Split complex tasks into simpler subtasks

Just as it is good practice in software engineering to decompose a complex system into a set of modular components, the same is true of tasks submitted to a LLM. Complex tasks tend to have higher error rates than simpler tasks. Furthermore, complex tasks can often be re-defined as a workflow of simpler tasks in which the outputs of earlier tasks are used to construct the inputs to later tasks.

Prompt examples

Worse Better
Summarize the document. Summarize the document in a single paragraph. Then write a markdown list of the document type, unique characteristics, any dates worth noting and whether the document provided looks authentic.

Limitations

Version 5.11 of 3B Forms only supports contextual data extraction with single layer field mapping (i.e. we can only extract and write to the fields of the contextual object where the File question is embedded).

A future release will add the capability to extract data into repeatable records (like experiences, skills, employment and education and more).
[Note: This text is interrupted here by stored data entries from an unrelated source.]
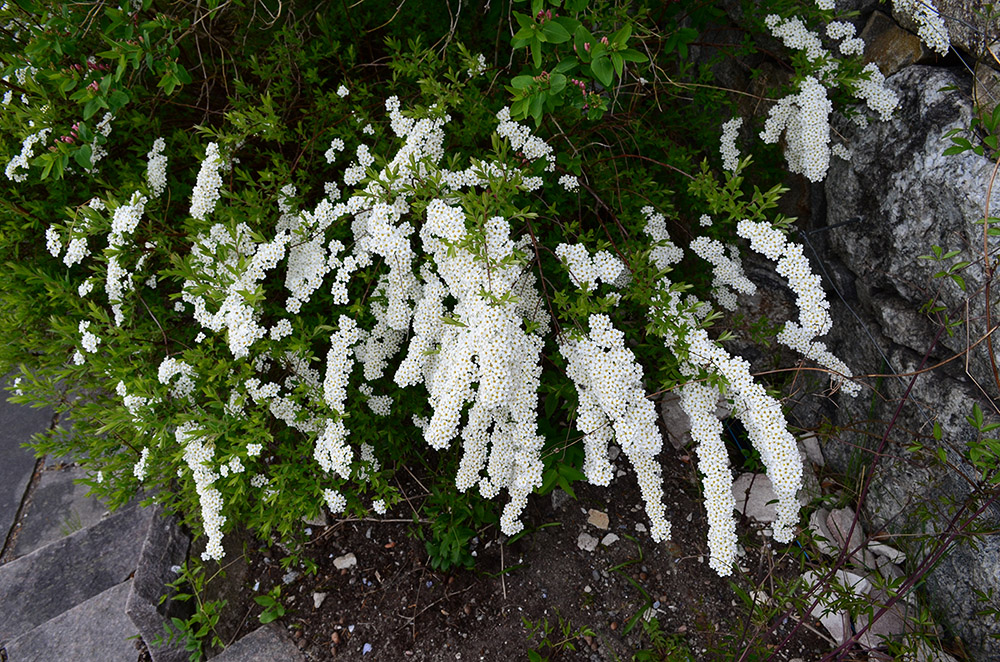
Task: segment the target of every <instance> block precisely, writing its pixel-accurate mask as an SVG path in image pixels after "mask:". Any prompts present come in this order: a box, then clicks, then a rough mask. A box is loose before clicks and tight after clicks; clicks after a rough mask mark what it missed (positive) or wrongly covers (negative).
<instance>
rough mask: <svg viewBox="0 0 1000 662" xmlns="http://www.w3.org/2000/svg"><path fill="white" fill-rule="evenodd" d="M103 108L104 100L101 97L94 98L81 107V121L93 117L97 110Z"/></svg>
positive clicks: (96, 111)
mask: <svg viewBox="0 0 1000 662" xmlns="http://www.w3.org/2000/svg"><path fill="white" fill-rule="evenodd" d="M102 107H104V99H102V98H101V97H94V98H93V99H91V100H90V101H88V102H87V104H86V105H85V106H84V107H83V119H85V120H89V119H90V118H91V117H93V116H94V113H96V112H97V111H98V110H100V109H101V108H102Z"/></svg>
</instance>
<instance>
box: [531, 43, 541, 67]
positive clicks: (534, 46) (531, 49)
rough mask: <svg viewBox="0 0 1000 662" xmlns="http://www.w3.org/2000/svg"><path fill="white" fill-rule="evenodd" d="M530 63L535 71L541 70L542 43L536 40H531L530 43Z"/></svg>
mask: <svg viewBox="0 0 1000 662" xmlns="http://www.w3.org/2000/svg"><path fill="white" fill-rule="evenodd" d="M531 61H532V63H533V64H534V65H535V69H541V68H542V42H540V41H539V40H538V39H533V40H532V42H531Z"/></svg>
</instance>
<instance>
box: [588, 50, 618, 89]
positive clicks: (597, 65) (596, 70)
mask: <svg viewBox="0 0 1000 662" xmlns="http://www.w3.org/2000/svg"><path fill="white" fill-rule="evenodd" d="M590 71H591V72H593V74H594V77H595V78H597V80H599V81H601V84H603V85H604V87H611V81H612V77H613V76H614V65H613V64H611V60H609V59H608V58H607V57H596V58H594V61H593V62H591V63H590Z"/></svg>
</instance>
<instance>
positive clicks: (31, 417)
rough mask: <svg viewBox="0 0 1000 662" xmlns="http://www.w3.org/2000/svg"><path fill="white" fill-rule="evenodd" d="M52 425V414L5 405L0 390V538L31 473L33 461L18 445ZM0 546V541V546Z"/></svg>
mask: <svg viewBox="0 0 1000 662" xmlns="http://www.w3.org/2000/svg"><path fill="white" fill-rule="evenodd" d="M51 423H52V411H51V410H49V409H48V408H42V409H34V408H32V407H28V406H25V405H17V404H13V403H11V402H7V393H6V391H0V535H2V536H3V540H7V537H8V536H9V535H10V531H11V528H13V526H14V519H15V518H16V517H17V510H18V508H20V507H21V500H22V499H23V498H24V492H25V490H26V489H27V487H28V483H29V482H30V481H31V476H32V474H33V473H34V471H35V458H34V456H33V455H32V454H31V452H30V451H29V450H27V449H26V448H23V447H22V446H21V444H23V443H25V442H27V441H29V440H30V439H31V435H33V434H35V433H36V432H43V431H45V430H47V429H48V428H49V425H50V424H51ZM2 544H3V543H2V542H0V545H2Z"/></svg>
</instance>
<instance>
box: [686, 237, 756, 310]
mask: <svg viewBox="0 0 1000 662" xmlns="http://www.w3.org/2000/svg"><path fill="white" fill-rule="evenodd" d="M691 250H693V251H694V252H695V253H696V254H697V255H698V257H700V258H702V259H703V260H707V261H708V262H710V263H711V264H712V275H713V278H714V279H713V281H712V294H713V295H714V296H715V299H716V301H718V302H719V305H721V306H722V307H723V308H725V309H726V310H736V294H737V293H739V294H746V295H753V294H754V293H756V292H757V286H756V285H754V284H753V282H752V281H751V280H750V279H749V278H747V277H746V274H745V273H743V264H742V262H741V261H740V253H739V249H737V248H736V246H733V245H730V246H729V256H728V257H727V256H726V247H725V246H723V245H722V242H720V241H716V240H715V239H709V238H708V237H698V238H696V239H695V240H694V241H692V242H691ZM730 288H732V289H730ZM733 290H735V292H734V291H733Z"/></svg>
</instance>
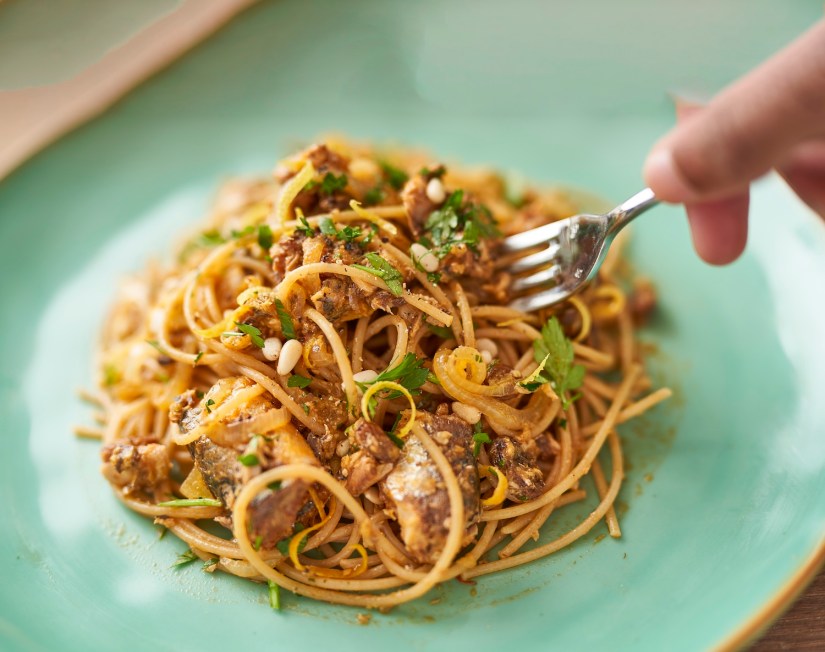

This article will be updated once this feature has been released.

Limits

  • Medical images: The AI is not suitable for interpreting specialized medical images like CT scans and shouldn't be used for medical advice.
  • Non-English: The AI may not perform optimally when handling images with text of non-Latin alphabets, such as Japanese or Korean.
  • Small text: Enlarge text within the image to improve readability, but avoid cropping important details.
  • Rotation: The AI may misinterpret rotated or upside-down text and images.
  • Visual elements: The AI may struggle to understand graphs or text where colors or styles—like solid, dashed, or dotted lines—vary.
  • Spatial reasoning: The AI struggles with tasks requiring precise spatial localization, such as identifying chess positions.
  • Accuracy: The AI may generate incorrect descriptions or captions in certain scenarios.
  • Image shape: The AI struggles with panoramic and fisheye images.
  • Metadata and resizing: The AI doesn't process original file names or metadata, and images are resized before analysis, affecting their original dimensions.
  • Counting: The AI may give approximate counts for objects in images.
  • CAPTCHAS: For safety reasons, our system blocks the submission of CAPTCHAs.
  • Number of requests per minute: we restrict requests to 500 per minute per org, meaning you can have up to 500 file extractions every minute. Contact us to increase this limit.
  • File restrictions:
File types Size limits Other requirements
  • PNG (.png)
  • JPEG (.jpeg and .jpg)
  • WEBP (.webp)
  • Non-animated GIF (.gif)
  • Up to 20MB per image
  • No watermarks or logos
  • No text
  • No NSFW content
  • Clear enough for a human to understand

Testing

Testing your form can only be done once the form is published. Vision AI is disabled within the builder (in the Preview tab).

Security

Vision AI is not a Salesforce native tool. We use off platform processing, meaning that the uploaded files are sent to specialized Heroku servers that run a LLM (large language model). Although data is encrypted in transit, it is still in transit, meaning it is sent outside of Salesforce. Heroku is a Salesforce PaaS (platform as a service), so most if not all compliance certifications still apply (e.g. SOC1/SOC2, ISO certifications, Hippa and GDPR).

The requests (files) sent to our service are analyzed and processed only during the lifecycle of the transaction. We do not retain a copy of the files sent to our service, however we do collect usage analytics of the service which include (and not limited to):

- Org Id - we log the Salesforce's Organizaition Identifier that made the request

- Date/Time of the request

- User Id

- File size of the request

- Analytics data such as response time, memory usage, and other technical details about the request excluding the actual request itself (so we never retain a copy of the files sent to our API)

Costs and Pricing

This service is free to use for the first 500 requests per client/org. Pricing is yet to be determined, however 3B is planning on introducing a transaction based pricing.

Data Processing Agreement

By using this service, our clients agree to our standard DPA.